I am fitting a model to my response (dependent variable - DV), which is continuous, using 3 independent variables (IV) [2 categorical and 1 continuous] and the interaction between 2 of them (the other one I am just using the main effect). I first used Least Squares for that, as you can see in the screenshot below.
However, my residual by predicted plot does not look very good (I have some outliers). No matter which other factors I tried to add to the model - or transformation - I was not able to improve my residuals plot. The best I could get was using a change of my response, which is the one I am already showing above.
Next, I thought about using the Penalized Regression Method (more specifically Ridge) through the Generalized Regression. I read it can be more robust to outliers (though it will introduce some bias).
I started running the Generalized Regression with Standard Least Squares.
According to some videos I have seen, this should produce the same results as the Least Square regression.

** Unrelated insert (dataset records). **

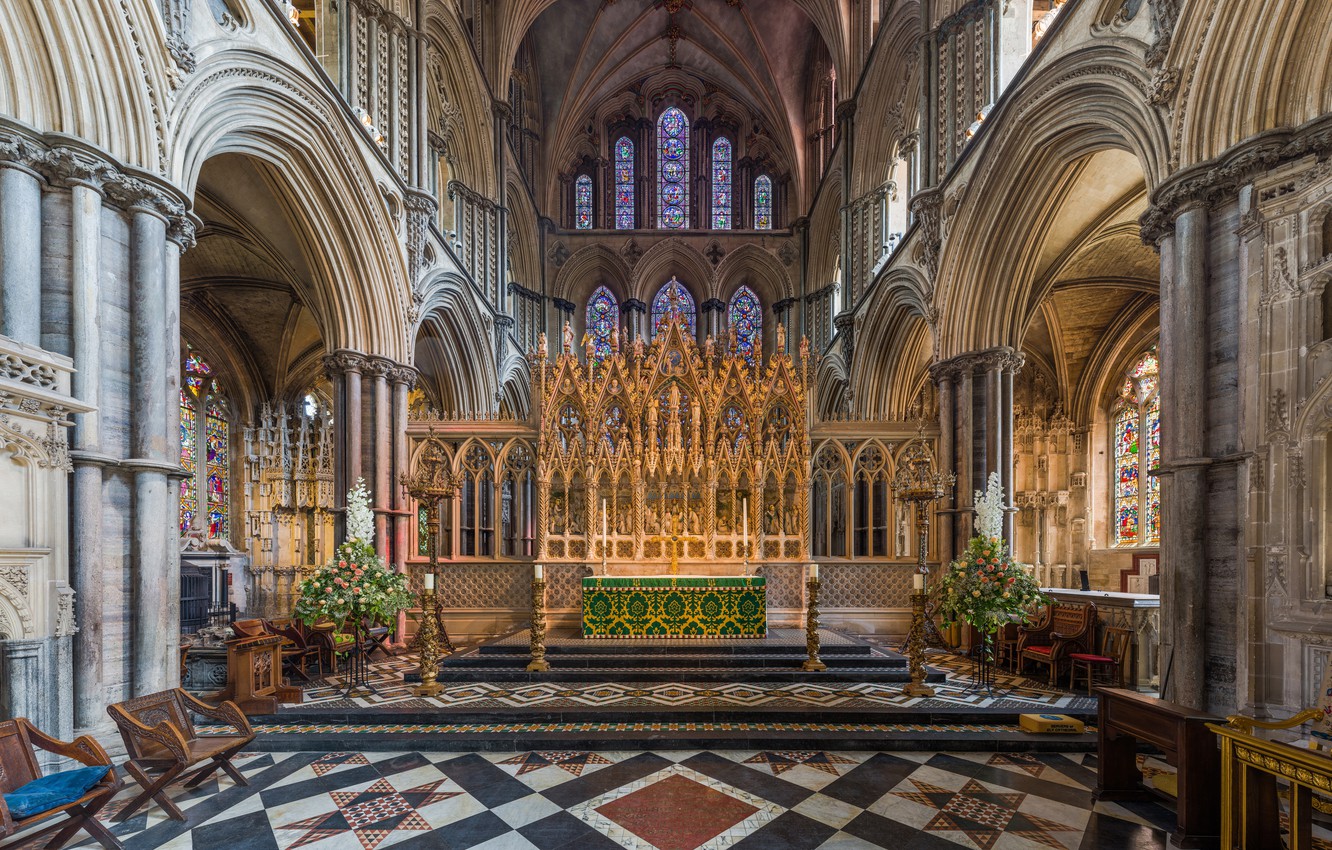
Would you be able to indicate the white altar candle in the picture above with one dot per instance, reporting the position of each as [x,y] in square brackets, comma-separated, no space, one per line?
[745,517]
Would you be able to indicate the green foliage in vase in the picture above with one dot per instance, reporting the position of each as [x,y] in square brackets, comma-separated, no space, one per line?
[986,588]
[354,584]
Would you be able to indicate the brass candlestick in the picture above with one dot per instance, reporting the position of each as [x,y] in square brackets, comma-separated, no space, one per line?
[915,649]
[428,646]
[811,629]
[538,662]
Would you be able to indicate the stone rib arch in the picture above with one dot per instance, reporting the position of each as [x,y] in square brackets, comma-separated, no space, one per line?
[673,257]
[458,364]
[589,268]
[245,103]
[1071,109]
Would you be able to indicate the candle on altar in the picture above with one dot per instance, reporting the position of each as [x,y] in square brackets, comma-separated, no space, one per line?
[745,517]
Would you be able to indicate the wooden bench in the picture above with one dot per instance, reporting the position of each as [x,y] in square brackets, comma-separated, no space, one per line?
[160,738]
[1127,718]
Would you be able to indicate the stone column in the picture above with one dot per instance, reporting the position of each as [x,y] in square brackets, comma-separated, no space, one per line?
[382,441]
[636,319]
[20,252]
[156,597]
[85,557]
[714,319]
[402,380]
[1183,348]
[945,517]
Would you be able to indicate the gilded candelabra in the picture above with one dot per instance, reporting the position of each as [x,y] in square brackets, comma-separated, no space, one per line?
[430,484]
[811,626]
[538,662]
[428,646]
[919,482]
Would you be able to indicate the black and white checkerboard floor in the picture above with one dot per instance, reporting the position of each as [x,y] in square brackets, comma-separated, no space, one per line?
[666,801]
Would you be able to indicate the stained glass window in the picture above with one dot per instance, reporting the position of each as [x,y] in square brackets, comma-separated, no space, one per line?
[763,203]
[722,184]
[582,203]
[746,316]
[204,450]
[673,293]
[188,454]
[217,465]
[624,184]
[602,317]
[673,177]
[1136,450]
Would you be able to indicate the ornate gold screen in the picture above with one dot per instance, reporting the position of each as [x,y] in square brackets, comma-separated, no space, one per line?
[671,437]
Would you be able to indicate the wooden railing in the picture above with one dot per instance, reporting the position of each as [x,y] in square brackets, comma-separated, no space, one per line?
[1252,769]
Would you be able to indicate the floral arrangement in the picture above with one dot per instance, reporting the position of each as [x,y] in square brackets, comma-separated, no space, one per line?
[986,588]
[354,584]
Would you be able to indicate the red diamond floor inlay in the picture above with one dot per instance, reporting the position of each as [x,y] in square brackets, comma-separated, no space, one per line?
[677,813]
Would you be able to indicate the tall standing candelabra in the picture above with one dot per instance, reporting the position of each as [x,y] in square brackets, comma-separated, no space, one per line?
[921,484]
[430,482]
[811,625]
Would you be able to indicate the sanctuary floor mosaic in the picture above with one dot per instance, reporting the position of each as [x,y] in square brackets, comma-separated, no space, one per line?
[710,800]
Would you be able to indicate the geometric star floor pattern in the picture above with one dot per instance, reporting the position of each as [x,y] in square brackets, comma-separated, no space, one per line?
[1011,692]
[749,800]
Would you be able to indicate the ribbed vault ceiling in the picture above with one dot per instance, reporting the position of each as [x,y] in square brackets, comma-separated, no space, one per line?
[762,52]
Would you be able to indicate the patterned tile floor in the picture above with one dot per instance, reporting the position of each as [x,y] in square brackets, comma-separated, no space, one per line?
[1011,693]
[665,801]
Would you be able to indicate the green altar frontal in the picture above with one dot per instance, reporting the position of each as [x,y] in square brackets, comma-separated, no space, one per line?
[674,606]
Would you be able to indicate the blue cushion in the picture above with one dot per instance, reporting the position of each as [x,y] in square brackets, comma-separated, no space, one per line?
[52,792]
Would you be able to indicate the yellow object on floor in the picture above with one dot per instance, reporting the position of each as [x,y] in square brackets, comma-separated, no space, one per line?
[1051,724]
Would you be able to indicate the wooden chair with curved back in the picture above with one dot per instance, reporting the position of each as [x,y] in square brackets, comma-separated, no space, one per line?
[1068,629]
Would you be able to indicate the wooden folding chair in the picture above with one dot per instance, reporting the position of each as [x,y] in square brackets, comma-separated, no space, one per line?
[160,740]
[20,773]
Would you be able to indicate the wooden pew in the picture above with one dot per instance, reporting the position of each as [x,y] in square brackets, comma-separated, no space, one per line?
[1127,718]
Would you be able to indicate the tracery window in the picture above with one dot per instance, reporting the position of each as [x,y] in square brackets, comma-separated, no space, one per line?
[204,450]
[582,203]
[722,184]
[673,172]
[1136,445]
[625,184]
[746,317]
[601,320]
[763,203]
[673,293]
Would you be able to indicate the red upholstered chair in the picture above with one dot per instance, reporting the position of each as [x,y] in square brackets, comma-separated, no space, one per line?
[1068,629]
[1115,645]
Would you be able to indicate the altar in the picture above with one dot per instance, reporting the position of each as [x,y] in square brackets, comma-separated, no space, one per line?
[674,606]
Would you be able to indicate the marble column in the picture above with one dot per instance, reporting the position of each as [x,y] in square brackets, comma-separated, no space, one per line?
[20,252]
[156,598]
[946,516]
[382,442]
[85,557]
[1183,348]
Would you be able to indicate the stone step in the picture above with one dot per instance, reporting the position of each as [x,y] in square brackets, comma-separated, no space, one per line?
[677,661]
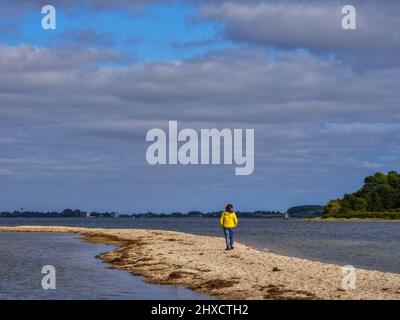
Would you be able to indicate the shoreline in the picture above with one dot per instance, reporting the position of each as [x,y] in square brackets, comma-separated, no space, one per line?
[319,219]
[201,263]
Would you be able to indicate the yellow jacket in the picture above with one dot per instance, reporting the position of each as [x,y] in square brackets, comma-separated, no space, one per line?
[228,220]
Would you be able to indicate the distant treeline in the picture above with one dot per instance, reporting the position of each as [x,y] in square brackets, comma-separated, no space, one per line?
[69,213]
[378,198]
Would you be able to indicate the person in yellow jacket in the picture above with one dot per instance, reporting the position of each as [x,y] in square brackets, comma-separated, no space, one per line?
[228,222]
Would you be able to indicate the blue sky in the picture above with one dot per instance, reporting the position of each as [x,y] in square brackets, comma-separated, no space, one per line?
[159,32]
[76,102]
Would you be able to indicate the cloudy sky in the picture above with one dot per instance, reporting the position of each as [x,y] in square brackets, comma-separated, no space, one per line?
[76,102]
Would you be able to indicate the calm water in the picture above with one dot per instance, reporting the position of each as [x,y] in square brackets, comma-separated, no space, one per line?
[79,275]
[371,245]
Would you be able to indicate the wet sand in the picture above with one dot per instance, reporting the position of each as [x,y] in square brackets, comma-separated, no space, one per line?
[202,264]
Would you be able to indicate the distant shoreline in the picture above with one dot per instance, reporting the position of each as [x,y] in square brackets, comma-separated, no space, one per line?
[319,219]
[202,264]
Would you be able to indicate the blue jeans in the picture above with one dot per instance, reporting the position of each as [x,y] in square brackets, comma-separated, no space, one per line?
[229,236]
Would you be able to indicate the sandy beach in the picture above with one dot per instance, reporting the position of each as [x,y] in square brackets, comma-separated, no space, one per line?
[202,264]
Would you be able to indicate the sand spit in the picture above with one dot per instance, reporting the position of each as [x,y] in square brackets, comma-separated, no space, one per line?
[202,264]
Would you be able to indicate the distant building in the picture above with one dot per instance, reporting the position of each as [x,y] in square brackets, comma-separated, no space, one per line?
[85,214]
[114,215]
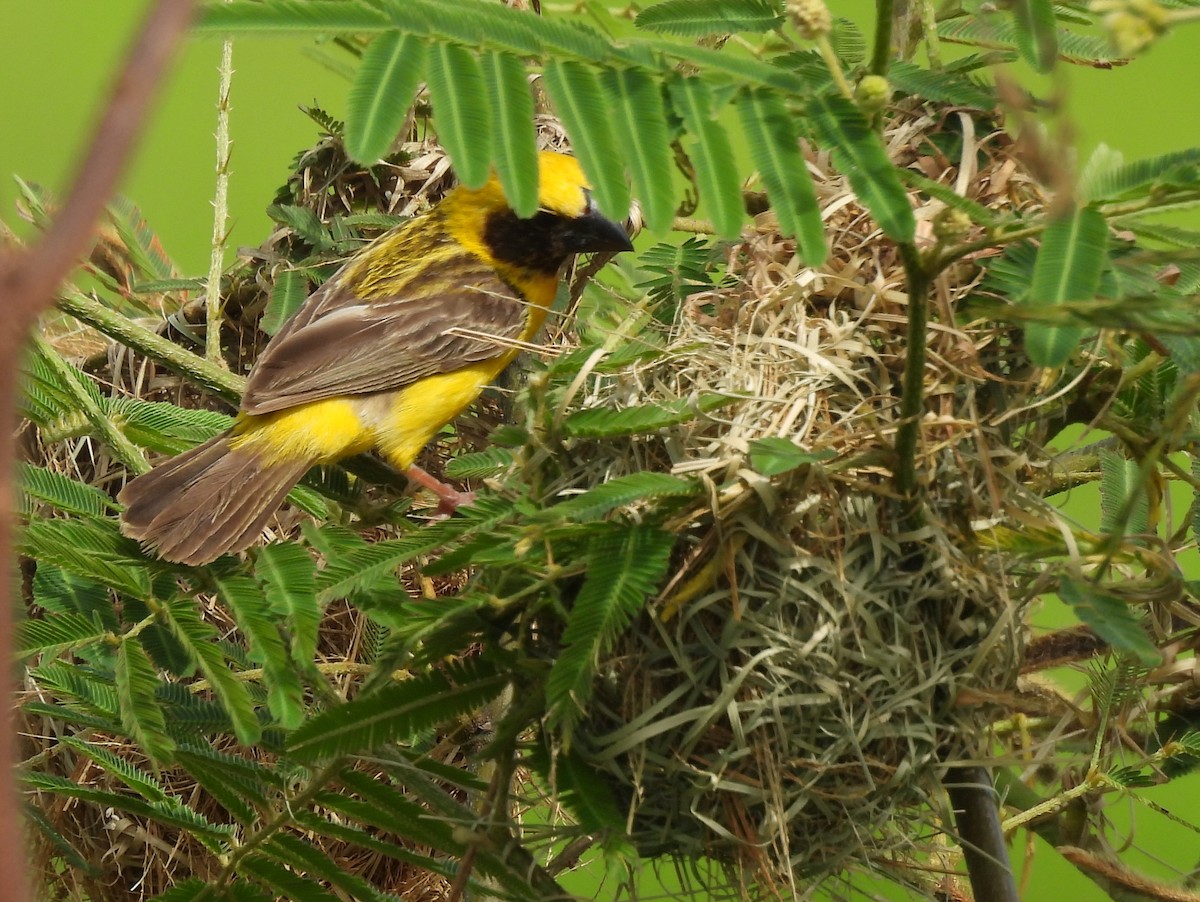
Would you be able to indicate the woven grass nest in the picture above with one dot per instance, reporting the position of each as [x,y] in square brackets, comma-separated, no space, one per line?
[795,716]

Also, according to JMP help (https://www.jmp.com/support/help/en/15.2/index.shtml#page/jmp/training-and-validation-measures-of-fi...) the Generalized RSquare provided should be between 0 and 1 and it will simplify to the traditional RSquare for continuous normal responses in the standard least-squares setting. However, as you can see from the screenshot below, although the Generalized RSquare matches the RSquare for the Training set, it does not match for the Validation set (and it is negative). The other statistics (e.g. RASE) do match both sets (Training and Validation).
Any ideas about what may be happening here?
Thank you in advance for any ideas and hints!
PS: For everything I am doing in this post, I used the FitModel platform in JMP.